Minibar, his Washington, D.C. restaurant, which seats only six, offers 30 tapas courses. Tom Sietsema, reviewing for the Washington Post says: “The high times might begin with "sangria" you eat with a spoon and end with a strip of bacon robed in chocolate flecked with a speck of gold leaf. Along the way, a team of several cooks - focused but friendly magicians who whip up edible wonders just feet from their audience - might also hand over a cloud of cotton candy that replicates Thai curry, brilliant near-liquid baby carrots, a blue-cheese-topped almond "tart" based on almond cream and liquid nitrogen, and (hang on!) prawns served with "brioche" that's just yeast-fragrant air pretending to be bread.”
Made in Spain: Spanish Dishes for the American Kitchen, buried in my cookbook collection, made an appearance for a Daring Cooks' Challenges in 2009, and a Basque-themed Concert in the Park last summer. It was time to break it out again. As I browsed through the recipes and photographs, I settled on something simple, rustic and intriguing - Sandwich of dried pork loin, Manchego cheese, and quince preserve. All of the recipes in this cookbook are simple and straightforward - none require any molecular gastronomy techniques employed at minibar!
The recipe calls for Lomo Embuchado (dried cured pork loin), something totally new to me, and quince, relatively new to me, and it gave me an excuse to visit Pata Negra Market, which specializes in the import and distribution of selected regional food and wine of Spain. Chris raided the market for our Basque-themed Concert in the Park, and I remember the delectable tapas and bottle of wine he shared that evening.
We parked in the back and walked through Costa Brava, the adjoining restaurant. Of course, we couldn't resist stopping at the bar for Sangria and a few tapas.
|Costa Brava's Tapas and Sangria|
Shrimp in Garlic and Sautéed Chorizo sausage
|Gambas al Ajillo - Shrimp in Garlic|
We made the mistake of ordering just two glasses of sangria, rather than a pitcher, especially after asking for a few extra rolls to soak up that luscious garlicky-butter left over after devouring the shrimp.
After lunch, we walked over to Pata Negra Market and perused the paella pans, deli cases stocked with sausages, meats, and cheeses, wine cellar, and shelves featuring an assortment of Spanish delicacies. We grabbed a triangle of Manchego cheese, container of quince paste, and 1/4 pound of thinly sliced Lomo, and were good to go.
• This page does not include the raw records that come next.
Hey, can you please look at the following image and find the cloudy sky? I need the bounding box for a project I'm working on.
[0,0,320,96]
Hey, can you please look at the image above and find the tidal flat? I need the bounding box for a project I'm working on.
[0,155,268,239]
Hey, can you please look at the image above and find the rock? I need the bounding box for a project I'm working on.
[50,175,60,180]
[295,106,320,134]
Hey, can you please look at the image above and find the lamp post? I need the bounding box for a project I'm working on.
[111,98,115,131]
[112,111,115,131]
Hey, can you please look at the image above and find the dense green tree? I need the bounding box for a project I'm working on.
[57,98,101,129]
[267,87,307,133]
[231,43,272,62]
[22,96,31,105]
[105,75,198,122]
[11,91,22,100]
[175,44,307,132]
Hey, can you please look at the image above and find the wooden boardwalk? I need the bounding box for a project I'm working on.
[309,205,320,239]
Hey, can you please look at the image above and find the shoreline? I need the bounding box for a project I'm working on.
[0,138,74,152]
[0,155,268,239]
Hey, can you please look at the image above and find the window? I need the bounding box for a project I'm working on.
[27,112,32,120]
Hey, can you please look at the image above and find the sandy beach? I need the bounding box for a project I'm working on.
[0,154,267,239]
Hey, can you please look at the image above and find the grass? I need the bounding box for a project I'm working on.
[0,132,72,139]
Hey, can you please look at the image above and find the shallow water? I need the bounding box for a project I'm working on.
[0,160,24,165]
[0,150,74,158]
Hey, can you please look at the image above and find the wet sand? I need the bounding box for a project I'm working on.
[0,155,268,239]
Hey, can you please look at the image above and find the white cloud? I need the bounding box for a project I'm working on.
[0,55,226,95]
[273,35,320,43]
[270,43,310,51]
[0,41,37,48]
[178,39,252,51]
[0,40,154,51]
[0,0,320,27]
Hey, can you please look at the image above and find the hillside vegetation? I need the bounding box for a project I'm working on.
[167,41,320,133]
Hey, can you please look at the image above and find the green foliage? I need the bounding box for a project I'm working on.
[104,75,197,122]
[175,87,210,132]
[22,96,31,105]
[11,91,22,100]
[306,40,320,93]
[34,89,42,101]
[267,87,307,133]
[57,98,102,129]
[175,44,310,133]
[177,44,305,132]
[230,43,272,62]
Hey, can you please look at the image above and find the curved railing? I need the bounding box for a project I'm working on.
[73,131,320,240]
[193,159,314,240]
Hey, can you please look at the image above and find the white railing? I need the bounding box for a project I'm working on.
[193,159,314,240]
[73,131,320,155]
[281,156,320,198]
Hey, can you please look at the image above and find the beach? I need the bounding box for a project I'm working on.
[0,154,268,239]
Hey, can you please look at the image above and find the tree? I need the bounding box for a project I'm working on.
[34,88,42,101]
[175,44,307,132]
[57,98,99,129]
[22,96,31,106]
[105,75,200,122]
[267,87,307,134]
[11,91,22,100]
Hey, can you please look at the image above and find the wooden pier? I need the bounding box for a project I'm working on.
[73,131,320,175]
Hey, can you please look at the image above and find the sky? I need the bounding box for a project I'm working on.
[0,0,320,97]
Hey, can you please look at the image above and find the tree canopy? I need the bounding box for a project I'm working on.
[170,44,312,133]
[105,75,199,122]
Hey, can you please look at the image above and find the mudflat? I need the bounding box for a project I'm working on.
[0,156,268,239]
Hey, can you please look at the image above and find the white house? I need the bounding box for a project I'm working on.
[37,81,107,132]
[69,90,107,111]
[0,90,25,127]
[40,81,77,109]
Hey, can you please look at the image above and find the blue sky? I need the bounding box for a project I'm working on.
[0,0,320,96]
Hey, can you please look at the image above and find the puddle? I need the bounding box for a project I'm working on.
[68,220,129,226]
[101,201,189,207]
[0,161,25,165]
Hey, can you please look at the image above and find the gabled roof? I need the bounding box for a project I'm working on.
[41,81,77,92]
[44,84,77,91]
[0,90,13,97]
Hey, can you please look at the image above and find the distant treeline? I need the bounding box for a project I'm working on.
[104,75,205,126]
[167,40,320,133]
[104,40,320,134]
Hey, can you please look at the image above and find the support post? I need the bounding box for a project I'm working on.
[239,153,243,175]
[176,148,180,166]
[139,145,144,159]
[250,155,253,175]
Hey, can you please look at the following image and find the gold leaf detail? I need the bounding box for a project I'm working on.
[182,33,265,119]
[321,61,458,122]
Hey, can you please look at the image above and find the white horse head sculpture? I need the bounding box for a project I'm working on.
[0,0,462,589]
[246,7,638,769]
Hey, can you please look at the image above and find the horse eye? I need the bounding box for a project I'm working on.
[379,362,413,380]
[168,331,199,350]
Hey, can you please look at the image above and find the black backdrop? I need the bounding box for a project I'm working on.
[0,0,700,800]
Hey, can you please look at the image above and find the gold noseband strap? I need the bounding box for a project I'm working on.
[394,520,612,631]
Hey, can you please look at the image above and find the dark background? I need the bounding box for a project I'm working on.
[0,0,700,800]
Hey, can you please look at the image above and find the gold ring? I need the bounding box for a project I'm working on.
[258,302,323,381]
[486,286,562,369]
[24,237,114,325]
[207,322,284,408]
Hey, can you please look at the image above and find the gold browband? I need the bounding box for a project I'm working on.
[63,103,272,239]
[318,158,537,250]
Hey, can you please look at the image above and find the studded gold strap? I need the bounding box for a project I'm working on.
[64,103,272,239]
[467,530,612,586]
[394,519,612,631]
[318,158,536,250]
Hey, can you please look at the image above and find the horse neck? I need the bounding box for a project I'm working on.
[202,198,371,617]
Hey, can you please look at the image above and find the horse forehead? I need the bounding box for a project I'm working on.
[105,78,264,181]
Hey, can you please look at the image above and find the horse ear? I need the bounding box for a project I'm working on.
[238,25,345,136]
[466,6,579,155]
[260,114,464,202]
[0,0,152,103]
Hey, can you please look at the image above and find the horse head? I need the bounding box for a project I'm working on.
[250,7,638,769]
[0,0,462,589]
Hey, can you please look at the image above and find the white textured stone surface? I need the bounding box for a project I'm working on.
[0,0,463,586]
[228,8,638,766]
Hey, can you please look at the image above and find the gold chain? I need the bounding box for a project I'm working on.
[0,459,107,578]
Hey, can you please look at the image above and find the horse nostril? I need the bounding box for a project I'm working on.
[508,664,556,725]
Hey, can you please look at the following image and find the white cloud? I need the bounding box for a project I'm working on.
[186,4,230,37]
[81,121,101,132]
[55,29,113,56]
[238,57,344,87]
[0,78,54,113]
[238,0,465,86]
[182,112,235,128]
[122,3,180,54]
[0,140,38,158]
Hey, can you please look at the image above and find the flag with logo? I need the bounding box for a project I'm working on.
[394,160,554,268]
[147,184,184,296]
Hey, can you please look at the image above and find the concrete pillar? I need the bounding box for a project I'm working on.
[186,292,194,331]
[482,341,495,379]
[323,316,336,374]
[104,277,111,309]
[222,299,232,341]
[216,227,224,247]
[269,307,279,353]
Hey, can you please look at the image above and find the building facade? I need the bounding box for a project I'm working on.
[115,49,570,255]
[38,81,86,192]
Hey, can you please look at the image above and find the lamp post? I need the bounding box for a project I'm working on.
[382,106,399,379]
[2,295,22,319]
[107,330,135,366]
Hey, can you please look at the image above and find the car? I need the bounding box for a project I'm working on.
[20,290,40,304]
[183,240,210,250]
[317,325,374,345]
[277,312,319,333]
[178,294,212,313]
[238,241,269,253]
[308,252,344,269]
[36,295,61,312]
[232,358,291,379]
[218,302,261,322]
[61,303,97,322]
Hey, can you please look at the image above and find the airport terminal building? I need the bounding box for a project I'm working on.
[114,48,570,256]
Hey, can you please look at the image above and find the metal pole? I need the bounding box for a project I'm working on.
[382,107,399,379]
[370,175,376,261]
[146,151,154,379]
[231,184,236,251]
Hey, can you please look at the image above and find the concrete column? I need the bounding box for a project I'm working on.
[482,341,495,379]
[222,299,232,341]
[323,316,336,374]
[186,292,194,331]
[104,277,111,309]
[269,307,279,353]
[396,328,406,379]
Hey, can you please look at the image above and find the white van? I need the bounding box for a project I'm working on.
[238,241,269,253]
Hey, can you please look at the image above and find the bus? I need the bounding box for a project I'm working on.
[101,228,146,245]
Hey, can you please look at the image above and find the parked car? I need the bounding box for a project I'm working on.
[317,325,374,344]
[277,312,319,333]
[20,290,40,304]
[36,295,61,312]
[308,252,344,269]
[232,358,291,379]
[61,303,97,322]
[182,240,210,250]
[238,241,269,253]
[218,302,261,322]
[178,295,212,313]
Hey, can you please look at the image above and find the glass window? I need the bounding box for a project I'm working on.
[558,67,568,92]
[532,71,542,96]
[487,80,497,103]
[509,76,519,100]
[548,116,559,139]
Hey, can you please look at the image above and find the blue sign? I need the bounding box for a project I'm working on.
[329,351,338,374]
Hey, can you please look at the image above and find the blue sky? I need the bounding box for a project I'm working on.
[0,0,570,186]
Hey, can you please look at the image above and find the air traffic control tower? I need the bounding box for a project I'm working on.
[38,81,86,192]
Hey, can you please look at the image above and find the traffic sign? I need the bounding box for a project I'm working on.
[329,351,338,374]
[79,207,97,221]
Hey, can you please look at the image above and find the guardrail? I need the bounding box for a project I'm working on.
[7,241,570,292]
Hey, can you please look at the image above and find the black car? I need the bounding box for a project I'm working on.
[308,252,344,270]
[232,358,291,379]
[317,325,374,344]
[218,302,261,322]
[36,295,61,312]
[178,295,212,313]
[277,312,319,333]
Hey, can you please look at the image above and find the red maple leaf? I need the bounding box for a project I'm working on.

We thoroughly enjoyed these sandwiches for a weeknight dinner, with a side salad, but I envision smaller bruschetta versions as tapas for a fabulous party or picnic platter.
Sandwich of Dried Pork Loin, Manchego Cheese, and Quince Preserve
8 slices rustic bread
Spanish extra-virgin olive oil
1 block Membrillo (quince preserve), about 12 ounces, cut into 1/4-inch slices
1/2 pound thinly sliced Lomo Embuchado (dried cured pork loin)
1/2 pound thinly sliced Manchego (Spanish sheep's milk cheese)
Brush the slices of bread with olive oil, place on a baking sheet, and toast each side under the broiler until golden. Top four slices of bread with the sliced membrillo, followed by slices of pork loin, then slices of the Manchego cheese. Drizzle the Manchego with more olive oil and top each sandwich with a second slice of toasted bread.